How to Use The Contrarian Mindset to Create and Close More Opportunities, with Ozan Varol
Mo asks Ozan Varol: How can we do a better job of getting the kind of work that we want? One of the biggest problems in the business right now, especially in this time of uncertainty, is that we assume that other businesses around us know something...
Mo asks Ozan Varol: How can we do a better job of getting the kind of work that we want?
One of the biggest problems in the business right now, especially in this time of uncertainty, is that we assume that other businesses around us know something that we don’t, so we end up copying their strategies.
This ends up in a race to the center, where businesses start to look more and more like each other.
First-principles thinking is a way of questioning assumptions that you or other people have taken for granted. One of the best tools for identifying your invisible assumptions about your business is cross-pollination. Look at other industries and see what they do because what is commonplace in one industry can be completely innovative in another.
A great example is the origin story of Netflix, where Reid Hastings had the idea of applying the subscription model that gyms use and applied it to video rentals.
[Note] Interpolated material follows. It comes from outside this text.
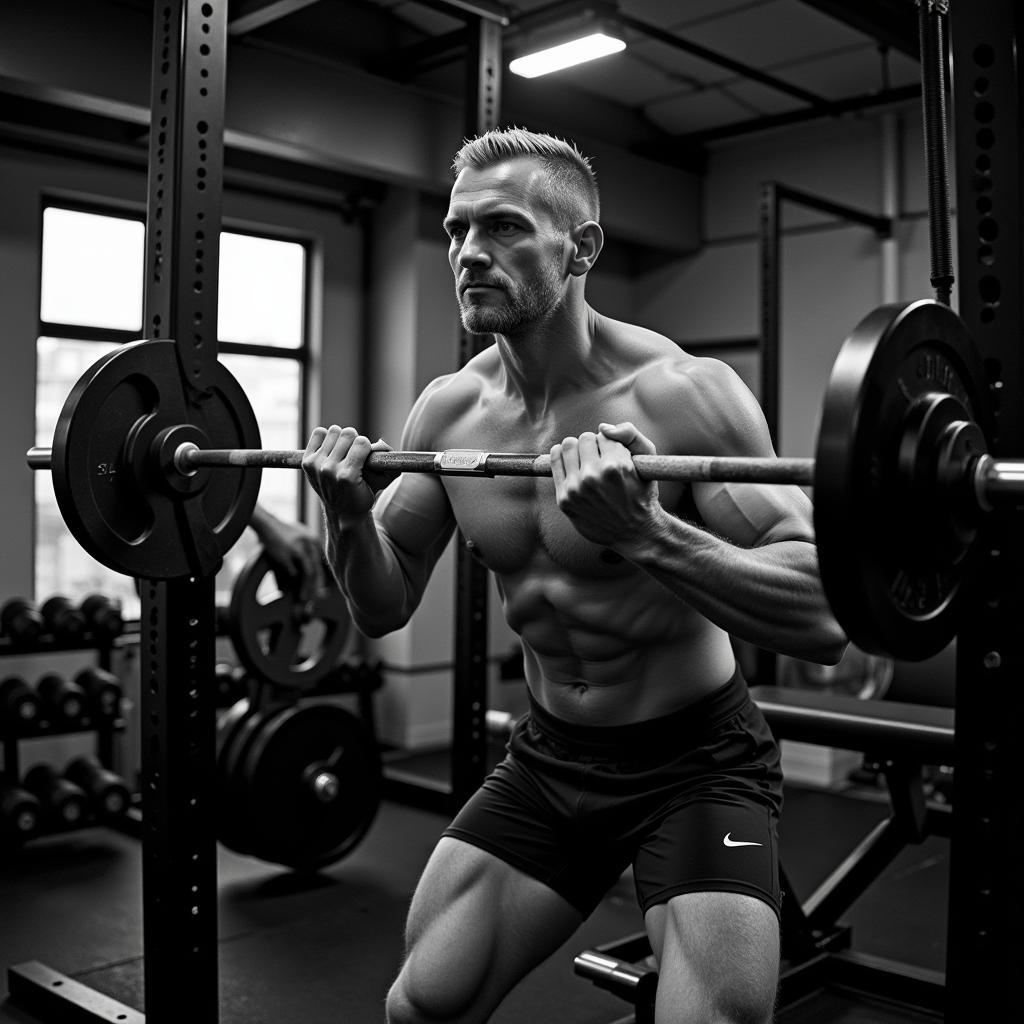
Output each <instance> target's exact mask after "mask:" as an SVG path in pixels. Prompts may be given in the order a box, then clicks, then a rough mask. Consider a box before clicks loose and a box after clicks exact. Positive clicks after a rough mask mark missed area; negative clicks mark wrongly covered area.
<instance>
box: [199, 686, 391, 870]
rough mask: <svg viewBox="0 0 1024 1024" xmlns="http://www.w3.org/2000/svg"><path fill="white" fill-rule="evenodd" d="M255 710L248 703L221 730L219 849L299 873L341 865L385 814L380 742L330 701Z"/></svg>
mask: <svg viewBox="0 0 1024 1024" xmlns="http://www.w3.org/2000/svg"><path fill="white" fill-rule="evenodd" d="M247 705H248V701H240V702H239V706H238V707H237V709H231V710H230V711H229V712H228V715H227V716H226V717H225V719H224V721H223V723H222V728H223V738H222V741H221V745H220V755H219V758H218V779H217V783H218V801H219V807H220V815H219V820H220V825H219V829H218V835H219V838H220V840H221V842H222V843H224V845H225V846H227V847H229V848H230V849H232V850H234V851H236V852H238V853H243V854H248V855H250V856H253V857H258V858H259V859H261V860H266V861H270V862H271V863H276V864H283V865H285V866H287V867H290V868H293V869H295V870H299V871H311V870H315V869H317V868H321V867H325V866H327V865H328V864H332V863H334V862H335V861H337V860H340V859H341V858H342V857H344V856H345V855H346V854H348V853H349V852H350V851H351V850H352V849H354V847H355V846H356V844H358V843H359V841H360V840H361V839H362V837H364V836H365V835H366V834H367V831H368V829H369V828H370V826H371V824H372V823H373V821H374V818H375V816H376V814H377V810H378V808H379V806H380V800H381V788H382V772H381V762H380V755H379V753H378V750H377V745H376V743H375V741H374V738H373V737H372V736H371V735H370V734H369V733H368V732H367V730H366V728H365V727H364V725H362V723H361V722H360V721H359V720H358V719H357V718H356V717H355V716H354V715H352V714H351V713H350V712H348V711H346V710H345V709H344V708H341V707H339V706H337V705H334V703H329V702H326V701H323V700H316V701H310V702H303V703H295V702H292V703H279V705H271V706H267V707H266V708H262V709H259V710H257V711H250V710H249V708H248V706H247Z"/></svg>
Most of us can not see our outdated assumptions because we are too close to the problem. There is immense value in stepping outside of your industry for inspiration.
The humility that comes from saying you don’t know something is very rare, but that is the mindset that often leads to innovation. Many of the business leaders that have transformed the way we do things have done so with the beginner’s mindset after entering another industry from the one they started in.
Bring people into the conversation that know nothing about what you are working on. Beginners have a way of looking at a problem that more experienced people can’t even see. Experts should not work in isolation, they should benefit from the input and the “dumb” questions of amateurs.